British retail sales sank in May, official data showed Thursday, sounding a downbeat note on the Brexit-facing economy ahead of an interest rate decision from the Bank of England.
Sales by volume sank by 0.5 percent from April, when they had dipped by 0.1 percent, the Office for National Statistics said in a statement.
Volumes slid as volatile weather persuaded many Britons to delay the purchase of summer clothing, according to the ONS. The sizeable drop was in line with market expectations.
"The fall on the month was driven mainly by a 4.5-percent fall in clothing sales as unusually warm weather in April was followed by the reverse in May," noted Capital Economics analyst Andrew Wishart.
"That might have put people off from purchasing summer clothes.

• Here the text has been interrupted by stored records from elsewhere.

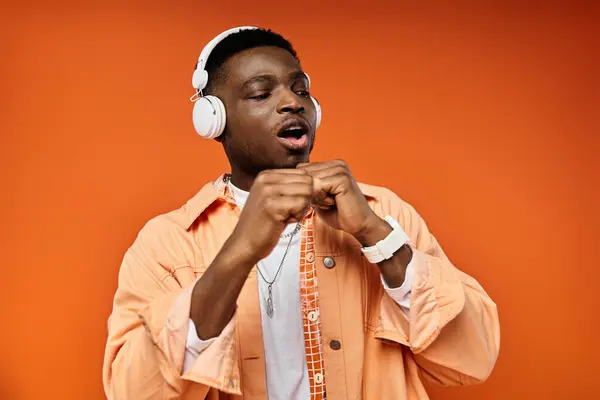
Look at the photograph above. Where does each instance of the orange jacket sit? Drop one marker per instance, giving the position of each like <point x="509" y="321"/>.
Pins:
<point x="452" y="337"/>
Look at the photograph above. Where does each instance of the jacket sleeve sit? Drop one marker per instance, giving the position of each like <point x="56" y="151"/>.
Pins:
<point x="148" y="326"/>
<point x="453" y="330"/>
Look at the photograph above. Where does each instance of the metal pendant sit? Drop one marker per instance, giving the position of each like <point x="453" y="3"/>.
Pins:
<point x="270" y="303"/>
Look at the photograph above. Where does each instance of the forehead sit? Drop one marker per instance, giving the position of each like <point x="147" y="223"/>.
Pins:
<point x="260" y="61"/>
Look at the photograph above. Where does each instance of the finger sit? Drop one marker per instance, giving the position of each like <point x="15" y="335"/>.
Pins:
<point x="274" y="178"/>
<point x="322" y="198"/>
<point x="286" y="208"/>
<point x="292" y="189"/>
<point x="332" y="185"/>
<point x="318" y="166"/>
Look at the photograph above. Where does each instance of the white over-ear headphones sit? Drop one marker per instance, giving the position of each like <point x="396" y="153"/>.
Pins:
<point x="208" y="114"/>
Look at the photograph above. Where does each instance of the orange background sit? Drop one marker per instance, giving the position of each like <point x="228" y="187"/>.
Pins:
<point x="485" y="118"/>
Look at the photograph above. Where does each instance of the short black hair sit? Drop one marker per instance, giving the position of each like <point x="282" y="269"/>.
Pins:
<point x="237" y="42"/>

And with June being particularly wet, a big bounce back seems unlikely."
Later on Thursday, at 1100 GMT, the Bank of England is due to unveil the outcome of its latest monetary policy gathering.
Economists expect the BoE to maintain its key interest rate at 0.75 percent as UK inflation eases and amid ongoing concern over the economic impact of Brexit.
"The BoE (is) expected to keep policy on hold, and since the Brexit situation is still ongoing, the central bank will be restricted in what it can signal, as a lack of political clarity continues," noted CMC Markets analyst David Madden.
The decision comes one day after news that Britain's annual inflation has dipped to the BoE's 2.0-percent target rate.